Predictably the brothers Ng have grand plans. These have been seen by the Herald. In simple terms they intend to have more shops, more restaurants and, within a stone’s throw of the Cenotaph, an outdoor piazza-style dining area. Far East, already owners of The Westin, currently pay Australia Post some $6.5 million annually for retail leases relating to the site.

That the building is to fall into foreign ownership is not, per se, what concerns the Herald. There are precedents. The Queen Victoria Building was purchased by Malaysian developers Ipoh Garden Berhad​ and refurbished before reopening in 2004. The much-loved QVB demonstrates that heritage constraints allow these arresting edifices from another era to stride into the 21st century with dignity intact. The Strand Arcade, also in the ownership of Ipoh, is another case in point.

What is of concern is the secretive nature of the deal. Australia Post commissioned a heritage report from architects Lucas, Stapleton and Johnson, the company that oversaw the pre-Olympics refurbishment. Their report warned, “Very substantial loss of significance may occur should any part of the place be sold or otherwise alienated from Australian ownership”. Australia Post decided to keep the report under the counter and it was never made public. In defence, it says, crucially, the entire building remains heritage protected,  and the deal would free up capital to invest in staff and services.

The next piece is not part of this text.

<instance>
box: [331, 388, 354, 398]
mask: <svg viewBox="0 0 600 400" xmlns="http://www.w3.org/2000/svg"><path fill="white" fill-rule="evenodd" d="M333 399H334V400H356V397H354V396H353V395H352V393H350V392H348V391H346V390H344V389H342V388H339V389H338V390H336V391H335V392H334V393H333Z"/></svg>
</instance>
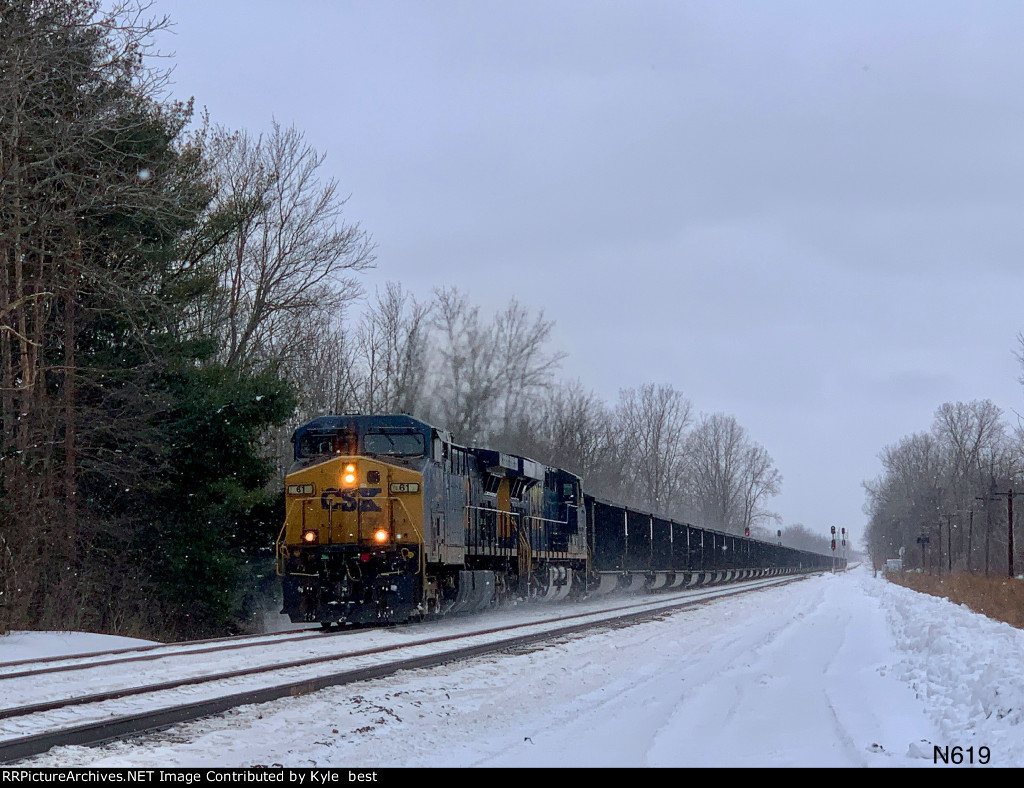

There are questions to be answered, especially in these times when it seems fashionable to offload long-held assets, whether they be the farm, the family silver, the poles and wires of electricity supply or the land titles registry. Why was the public process announced and then dismissed in favour of a secretive sale? How was the valuation of $150 million arrived at and why was the critical report buried?  Answers to those questions might explain how it is that the process of sale is now so advanced that it appears too late for the public to even comment.